Xoliswa Sithole – an accomplished film maker who was once proud to call Zimbabwe her home – has produced a wrenching documentary chronicling the economic and political melt-down of her country, and the devastating impact this is having on children.
The BBC aired the documentary, ‘Zimbabwe’s Forgotten Children,’ earlier this month. When I watched the film, I was struck by the grim resignation and stoicism with which the children she worked with seemed to accept their fate. They knew their childhoods had been stolen.
Many children in Zimbabwe are forced to take care of sick and elderly relatives, or to scrabble out enough money to buy food for their families through panning for gold, collecting bottles, or digging for bones (to be used in sugar refining) in rubbish heaps.
Sithole originally intended to make a film about her childhood and the excellent education that she received in Zimbabwe. She grew up in a time when Zimbabwe was envied throughout Africa for its high-quality education and health care systems.
Now she sees children turned away from schools because their relatives cannot afford to pay, in some cases, as little as 50 cents per term for school fees.
Sithole visited Zimbabwe in 2005, and was there when Robert Mugabe’s ZANU-PF government implemented Operation Murambatsvina (Remove the filth). Operation Murambatsvina was the demolition of poor, high density suburbs whose citizens were suspected of supporting the opposition party, the Movement for Democratic Change (MDC).

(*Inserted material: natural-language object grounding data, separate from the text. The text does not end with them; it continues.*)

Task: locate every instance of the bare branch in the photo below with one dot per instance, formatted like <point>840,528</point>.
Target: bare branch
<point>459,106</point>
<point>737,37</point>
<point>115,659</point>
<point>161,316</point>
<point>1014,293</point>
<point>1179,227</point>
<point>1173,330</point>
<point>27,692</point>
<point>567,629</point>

Operation Murambatsvina – and other ZANU-PF policies such as the seizure of productive farms and their re-distribution to false independence war veterans with no training in farming – have garnered some attention in the West.
But we hear less about Zimbabwe’s children, who are now in danger of becoming a lost generation.

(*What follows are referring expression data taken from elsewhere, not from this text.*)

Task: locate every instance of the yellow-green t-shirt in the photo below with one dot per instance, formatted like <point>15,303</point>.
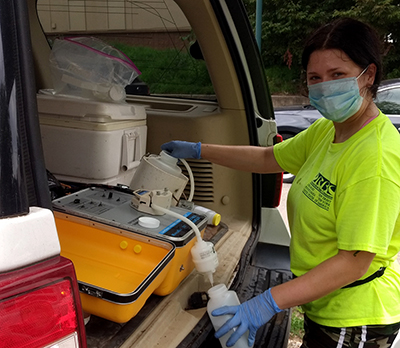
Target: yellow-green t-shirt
<point>346,196</point>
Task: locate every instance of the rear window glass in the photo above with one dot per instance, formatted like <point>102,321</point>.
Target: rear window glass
<point>155,35</point>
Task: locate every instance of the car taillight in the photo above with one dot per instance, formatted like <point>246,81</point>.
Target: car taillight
<point>279,178</point>
<point>40,307</point>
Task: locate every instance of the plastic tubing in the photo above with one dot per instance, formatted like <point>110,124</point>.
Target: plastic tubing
<point>181,217</point>
<point>191,178</point>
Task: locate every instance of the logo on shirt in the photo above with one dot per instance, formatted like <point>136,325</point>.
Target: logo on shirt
<point>320,191</point>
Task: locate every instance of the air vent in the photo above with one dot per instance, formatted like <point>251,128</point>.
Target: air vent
<point>203,179</point>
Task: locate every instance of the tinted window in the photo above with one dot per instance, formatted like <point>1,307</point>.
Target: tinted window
<point>155,35</point>
<point>389,101</point>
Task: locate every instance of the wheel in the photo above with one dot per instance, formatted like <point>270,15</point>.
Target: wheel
<point>288,177</point>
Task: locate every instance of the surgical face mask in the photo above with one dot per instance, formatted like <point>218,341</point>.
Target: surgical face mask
<point>337,100</point>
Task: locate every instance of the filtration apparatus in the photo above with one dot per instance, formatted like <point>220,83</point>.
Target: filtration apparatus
<point>122,255</point>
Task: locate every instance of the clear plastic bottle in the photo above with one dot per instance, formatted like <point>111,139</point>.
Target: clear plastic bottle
<point>220,296</point>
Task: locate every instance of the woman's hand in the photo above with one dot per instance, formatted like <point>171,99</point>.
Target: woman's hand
<point>250,315</point>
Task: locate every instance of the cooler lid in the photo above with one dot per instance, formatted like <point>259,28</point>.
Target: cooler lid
<point>88,110</point>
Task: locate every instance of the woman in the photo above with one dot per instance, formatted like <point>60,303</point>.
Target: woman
<point>343,206</point>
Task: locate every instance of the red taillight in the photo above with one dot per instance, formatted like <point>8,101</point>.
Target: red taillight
<point>41,307</point>
<point>279,179</point>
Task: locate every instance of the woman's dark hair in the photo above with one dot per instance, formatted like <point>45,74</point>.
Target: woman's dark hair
<point>357,39</point>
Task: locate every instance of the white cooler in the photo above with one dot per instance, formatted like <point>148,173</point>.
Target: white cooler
<point>90,141</point>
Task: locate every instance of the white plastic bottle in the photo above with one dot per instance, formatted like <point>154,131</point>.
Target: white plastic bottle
<point>220,296</point>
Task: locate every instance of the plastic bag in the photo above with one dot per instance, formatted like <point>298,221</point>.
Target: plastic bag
<point>87,67</point>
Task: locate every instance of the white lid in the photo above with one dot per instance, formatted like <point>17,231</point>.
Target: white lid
<point>148,222</point>
<point>55,105</point>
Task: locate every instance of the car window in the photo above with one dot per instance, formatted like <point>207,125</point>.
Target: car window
<point>155,35</point>
<point>388,101</point>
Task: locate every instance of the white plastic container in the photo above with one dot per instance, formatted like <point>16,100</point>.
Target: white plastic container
<point>157,172</point>
<point>213,218</point>
<point>91,141</point>
<point>220,296</point>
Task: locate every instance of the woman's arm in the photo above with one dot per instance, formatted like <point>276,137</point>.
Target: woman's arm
<point>334,273</point>
<point>253,159</point>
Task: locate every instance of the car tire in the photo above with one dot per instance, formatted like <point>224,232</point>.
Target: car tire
<point>287,177</point>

In a country where the life expectancy is 34 years, many have lost their parents to HIV/AIDS or the cholera epidemic, in which about 4,000 died. These children may be cared for by elderly grandparents – or, as this film showed – they may be the ones caring for the grandparents.
This is the case for Obert, a boy in a rural area who tries to feed himself and his grandmother by panning for gold and trapping small birds with sticky gum from trees. His grandmother was once a fore-person on a white-owned farm. All of her family were employed on the farm, and she says that the farmer treated them well and that she could do the job ‘better than any man.’
Obert is one of the brightest pupils in his class. But we see his grandmother reduced to pleading for mercy with the government lackey who comes to the school to send home all of the children who have not paid their fees. Obert is sent home because his grandmother cannot produce 50 cents.
Here’s a boy who loves school and yearns for an education, who for the sake of 50 cents would have the chance to grow up and become a creative and productive member of society. Zimbabwe will need the intellect and skills of such children if it is ever to emerge from the situation it is now in.
You can still see some clips from the documentary on the BBC website, or visit the website devoted to the documentary.
Be warned that some of the scenes and stories are harrowing. I was often frustrated when watching it that the filmmakers did not intervene (i.e. ‘give the woman 50 cents, would you!’), but there is provision on their site to donate to the children.